Even though it’s highly unlikely to happen, people who are anxious about ageism or body-shaming may feel more comfortable doing yoga in their living rooms and bedrooms. They also won’t have to fret about getting to class, looking silly in front of others – even though others hardly have the time to look away from their own practice – or needing to pee halfway through.

Whatever the issue, there’s a good chance that it will be less of a big deal when the yoga instructor comes to you via a simple mobile or desktop app.

Strike A Bargain

Perhaps you could offer to do something that you’ve been resisting if the senior agrees to try yoga.

Note that at this very minute, the senior you have in mind is researching: “How to Encourage Young People to Work on Corns and Bunions.”

Reverse Psychology*

Nobody likes being told what they can’t do. If you gently suggest that yoga would be wrong for them, you might make them determined to prove you wrong. 

*Is this too mean? Perhaps. We just understand how frustrating this situation can be!

Get Personal

The benefits of yoga are many and profound but they can sound abstract. Contextualize them by telling personal stories of how yoga helped you physically and mentally.
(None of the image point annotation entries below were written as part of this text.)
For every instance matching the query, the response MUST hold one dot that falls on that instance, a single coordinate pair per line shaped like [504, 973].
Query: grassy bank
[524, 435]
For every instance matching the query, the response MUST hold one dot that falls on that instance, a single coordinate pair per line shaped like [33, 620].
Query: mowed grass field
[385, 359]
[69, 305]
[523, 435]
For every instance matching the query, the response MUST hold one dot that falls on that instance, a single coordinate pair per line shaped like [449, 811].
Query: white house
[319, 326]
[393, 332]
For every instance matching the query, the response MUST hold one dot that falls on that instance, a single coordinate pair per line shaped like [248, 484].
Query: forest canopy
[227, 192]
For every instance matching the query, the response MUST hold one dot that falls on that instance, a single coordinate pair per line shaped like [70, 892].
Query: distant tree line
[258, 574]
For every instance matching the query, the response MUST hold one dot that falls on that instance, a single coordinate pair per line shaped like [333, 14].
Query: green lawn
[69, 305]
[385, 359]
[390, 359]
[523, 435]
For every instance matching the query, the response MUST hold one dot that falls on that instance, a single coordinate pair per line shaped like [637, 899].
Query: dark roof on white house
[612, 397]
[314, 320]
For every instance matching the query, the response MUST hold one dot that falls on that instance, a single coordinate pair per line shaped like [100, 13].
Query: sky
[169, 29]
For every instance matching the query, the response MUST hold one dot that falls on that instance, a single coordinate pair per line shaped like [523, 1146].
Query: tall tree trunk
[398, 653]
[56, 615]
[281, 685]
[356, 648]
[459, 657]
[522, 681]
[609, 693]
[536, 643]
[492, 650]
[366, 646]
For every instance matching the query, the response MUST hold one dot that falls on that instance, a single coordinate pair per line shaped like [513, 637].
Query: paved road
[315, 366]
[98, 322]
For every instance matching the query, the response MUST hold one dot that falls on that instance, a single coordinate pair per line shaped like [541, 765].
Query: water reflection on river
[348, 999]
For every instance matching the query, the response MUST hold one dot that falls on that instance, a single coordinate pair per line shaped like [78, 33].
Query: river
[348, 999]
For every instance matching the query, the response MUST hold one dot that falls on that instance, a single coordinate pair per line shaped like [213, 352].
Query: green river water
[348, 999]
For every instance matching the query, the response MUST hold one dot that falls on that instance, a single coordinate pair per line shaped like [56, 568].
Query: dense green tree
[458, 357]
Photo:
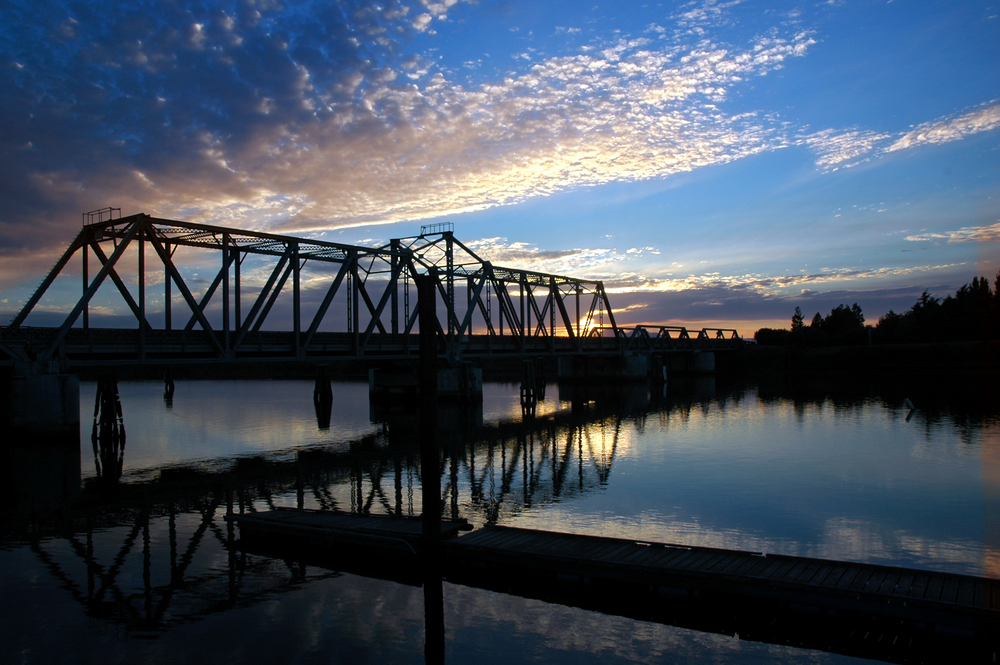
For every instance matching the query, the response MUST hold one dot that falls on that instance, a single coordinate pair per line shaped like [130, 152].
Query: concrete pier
[605, 368]
[694, 362]
[42, 401]
[463, 382]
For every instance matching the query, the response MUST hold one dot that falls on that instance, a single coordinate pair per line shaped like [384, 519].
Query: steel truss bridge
[346, 301]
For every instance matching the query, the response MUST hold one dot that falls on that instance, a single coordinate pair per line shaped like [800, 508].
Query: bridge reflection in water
[153, 553]
[145, 554]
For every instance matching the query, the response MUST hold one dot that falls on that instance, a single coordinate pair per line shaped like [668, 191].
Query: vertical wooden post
[296, 300]
[166, 289]
[430, 470]
[225, 292]
[236, 289]
[142, 293]
[394, 280]
[86, 283]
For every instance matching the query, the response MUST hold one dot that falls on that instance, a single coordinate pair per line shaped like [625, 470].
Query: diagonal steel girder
[376, 276]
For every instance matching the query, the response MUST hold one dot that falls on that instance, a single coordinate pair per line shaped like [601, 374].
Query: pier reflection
[160, 552]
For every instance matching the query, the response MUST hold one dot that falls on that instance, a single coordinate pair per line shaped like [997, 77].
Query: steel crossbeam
[513, 309]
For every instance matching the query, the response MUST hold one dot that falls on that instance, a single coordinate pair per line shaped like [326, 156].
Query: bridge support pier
[463, 383]
[603, 368]
[44, 403]
[693, 362]
[40, 459]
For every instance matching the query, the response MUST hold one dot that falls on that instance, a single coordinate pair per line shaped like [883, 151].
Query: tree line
[972, 314]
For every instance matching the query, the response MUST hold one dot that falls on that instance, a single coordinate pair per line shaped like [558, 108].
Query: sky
[713, 162]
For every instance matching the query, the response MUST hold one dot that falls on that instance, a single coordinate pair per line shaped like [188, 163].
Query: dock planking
[942, 598]
[923, 609]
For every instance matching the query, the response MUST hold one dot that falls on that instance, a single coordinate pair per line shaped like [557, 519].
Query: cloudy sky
[714, 162]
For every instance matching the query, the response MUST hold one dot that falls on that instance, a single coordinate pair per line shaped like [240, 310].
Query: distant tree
[845, 325]
[772, 337]
[797, 323]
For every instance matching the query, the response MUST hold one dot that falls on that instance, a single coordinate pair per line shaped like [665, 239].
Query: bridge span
[208, 293]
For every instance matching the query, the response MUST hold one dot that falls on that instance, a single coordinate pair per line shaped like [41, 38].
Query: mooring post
[323, 397]
[430, 469]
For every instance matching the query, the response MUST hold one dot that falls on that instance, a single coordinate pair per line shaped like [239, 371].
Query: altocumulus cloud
[316, 115]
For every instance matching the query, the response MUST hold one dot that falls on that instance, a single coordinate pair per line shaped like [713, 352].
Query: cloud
[501, 252]
[839, 150]
[844, 149]
[320, 115]
[965, 234]
[982, 119]
[764, 285]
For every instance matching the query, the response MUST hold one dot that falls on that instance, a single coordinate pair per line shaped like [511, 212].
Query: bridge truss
[346, 300]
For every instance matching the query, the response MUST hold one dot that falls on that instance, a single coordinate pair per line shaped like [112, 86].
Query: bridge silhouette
[346, 301]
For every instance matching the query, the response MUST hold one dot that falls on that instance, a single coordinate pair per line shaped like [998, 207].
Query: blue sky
[712, 162]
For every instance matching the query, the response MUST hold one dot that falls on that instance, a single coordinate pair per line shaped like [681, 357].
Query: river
[846, 472]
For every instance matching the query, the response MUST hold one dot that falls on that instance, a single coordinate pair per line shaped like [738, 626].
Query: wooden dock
[886, 612]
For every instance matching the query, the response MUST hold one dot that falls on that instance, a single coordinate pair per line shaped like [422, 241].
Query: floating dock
[875, 611]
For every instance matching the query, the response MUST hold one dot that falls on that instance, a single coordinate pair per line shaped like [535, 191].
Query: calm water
[850, 474]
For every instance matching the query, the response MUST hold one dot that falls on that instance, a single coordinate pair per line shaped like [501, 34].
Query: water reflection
[824, 472]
Don’t even try to persuade. Just explaining what yoga has done and continues to do for you can encourage a senior to give it a go.

 

Just Do Yoga

One of the best ways to convince someone to try something is to demonstrate it yourself. 

Live your best life. Show — don’t tell — how much yoga gives you. 

If a senior happens to walk in on you doing cat pose, that might help them see it’s something they could do. Maybe avoid headstands around them, though.

Try Subliminal Messages

Is this a joke? 

Er. 

Yyyyyess?

Maybe?

That depends on whether this advice works or not. 

Like the sneaky acronym in the introduction to this post, leave your yoga triggers hidden in plain sight.

For example, you could try leaving a copy of Chair Yoga in a senior’s bookcase. Or swap a DVD with Jane Fonda’s AM/PM Easy Yoga for Beginners. Say nothing.

Yoga Practitioners Also Do It With Love

When it comes down to it, you want the senior in question to try yoga because you know how great it could be for them. And their wellbeing matters to you because you love them. 

Whether they are a friend, colleague, family member, or an acquaintance, you want the best for them because you care.

Beyond telling them how you think yoga could benefit them, remind them that their health and happiness are important to you.

Invite A Senior Yoga Practitioner For Dinner

Invite a senior who loves yoga. When the seniors get talking and it comes out why Bob and Sheila look so fit and young, yoga will sell itself.

Complement Hidden Yoga Skills

If you wait long enough, the senior will do some yoga without realizing it.

When you wake them from a nap and see they’ve been enjoying something approximating savasana or they put down their shopping bags and stretch into something not a million miles away from tadasana, a little comment could go a long way.

“That’s great! How long have you been doing yoga?”

Ask Them to Join Your Yoga Journey…

…because yoga’s so good when it’s shared.

If it would be nice to have another person to share yoga with for more than a few classes, tell them. Their unique perspective could help your yoga practice over time and give you something else in common that will deepen the connection between you two. 

Tell Them How Savasana Feels

Enough said.

Got More Ideas?

If this isn’t enough to tric–convince your favorite senior to try yoga, what would you suggest? Tell us your personal tactics in the comments!

Comments

Existing Comments

DaleJRhodes
October 22, 2023

My partner is 70 and he refuses to join me (57) in yoga… but if I call it “senior-stretching” it seems like something he thinks we both can do. Regular Stretching at our ages is a fine goal, everything else is gravy at this point.